O Sapiens tem sido uma espécie delirante. O pensamento racional e científico é um evento muito recente e não necessariamente bem adaptado.
Qualquer rachadura na parafernália capitalista e tecnológica, voltamos aos delírios do Neolítico.
A ausência de fronteira clara entre o cotidiano concreto (para uma mente racional e científica moderna) e o estado onírico, extático, ou delirante, é perceptível nos achados arqueológicos neolíticos no Oriente Médio (e em outros locais).
Nesses achados não dá para dizer se as estruturas encontradas seriam habitações ou santuários. Ambas as funções estão misturadas. Morava-se no mesmo lugar em que se fazia cultos. Morava-se onde se enterrava e desenterrava os seus mortos. Afinal, para que desenterrar os mortos?
Uma obra consistente (e controversa) para quem se interessa pelo assunto é "Inside the Neolithic Mind", de David Lewis-Williams e David Pearce (Thames & Hudson, Londres, 2005).
Amostras muito antigas de sangue humano misturado com sangue animal, da Índia à Turquia, em estruturas construídas com características de residência e santuário ao mesmo tempo, revelam a possibilidade de sacrifícios humanos e de animais dentro da própria casa, o que reforça a tese da não separação entre o que chamaríamos de templo religioso e residência "privada".
A espécie viveu sempre atada ao passado ancestral, a obsessão pelo futuro veio nos últimos 200 anos.
A rigor, os últimos 2.500 anos de racionalidade foram bem atípicos num universo de 400 mil de existência do Sapiens.
Portanto, vá devagar com o santo porque nós modernos somos aquele tipo de neófito que já quer se sentar na janelinha.
Outra obra essencial aqui é "La Cité Antique", do historiador francês do século 19 Foustel De Coulanges (Flammarion, edição de 1984).
Ele trata da religião doméstica dos cultos aos ancestrais das famílias na Grécia e Roma neolíticas e mesmo no período antigo. As fontes são muitos dos textos dos antigos sobre seus costumes herdados de milênios antes deles.
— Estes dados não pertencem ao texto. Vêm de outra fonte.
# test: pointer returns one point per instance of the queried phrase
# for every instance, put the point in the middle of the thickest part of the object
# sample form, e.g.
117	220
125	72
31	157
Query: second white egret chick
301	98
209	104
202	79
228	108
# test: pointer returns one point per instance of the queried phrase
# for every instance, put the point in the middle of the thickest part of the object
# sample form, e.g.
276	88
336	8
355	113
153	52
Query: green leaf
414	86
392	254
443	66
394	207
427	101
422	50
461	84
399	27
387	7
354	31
Caso o filho mais velho não fizesse oferenda de comida aos mortos, que permaneciam "vivos" nos túmulos dentro da própria casa, esses mortos virariam demônios a atormentar os vivos. Cada pessoa era um pequeno elo numa cadeia de ascendentes e descendentes ao longo do tempo natural e sobrenatural.
O vínculo entre ancestrais e vivos era essencial. Filhos eram um ativo na condução da eternidade dos mortos. Hoje, os filhos são um passivo, por isso ninguém mais quer tê-los.
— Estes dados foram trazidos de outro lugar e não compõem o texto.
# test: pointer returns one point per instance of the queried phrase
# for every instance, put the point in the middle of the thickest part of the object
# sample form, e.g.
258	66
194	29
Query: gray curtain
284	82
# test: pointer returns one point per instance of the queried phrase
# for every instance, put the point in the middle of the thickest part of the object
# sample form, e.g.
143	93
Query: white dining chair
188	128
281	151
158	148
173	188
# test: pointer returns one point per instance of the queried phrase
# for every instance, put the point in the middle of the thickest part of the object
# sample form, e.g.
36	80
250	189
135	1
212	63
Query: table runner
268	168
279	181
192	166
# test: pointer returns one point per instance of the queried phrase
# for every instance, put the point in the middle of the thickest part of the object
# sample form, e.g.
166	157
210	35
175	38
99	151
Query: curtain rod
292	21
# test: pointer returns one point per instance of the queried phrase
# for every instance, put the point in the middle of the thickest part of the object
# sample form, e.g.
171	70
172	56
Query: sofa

Mesmo para aqueles que creem na eternidade, esta não depende de filhos. Mesmos os mortos passaram a ser vistos, por "especialistas", como agentes de apodrecimento do solo. A moda é cremar todo mundo. Túmulos são incorretos.
Enfim, a mente racional é recente em nós e pode desaparecer a qualquer momento. A razão é um ônus. Seu delírio particular é o mito do progresso.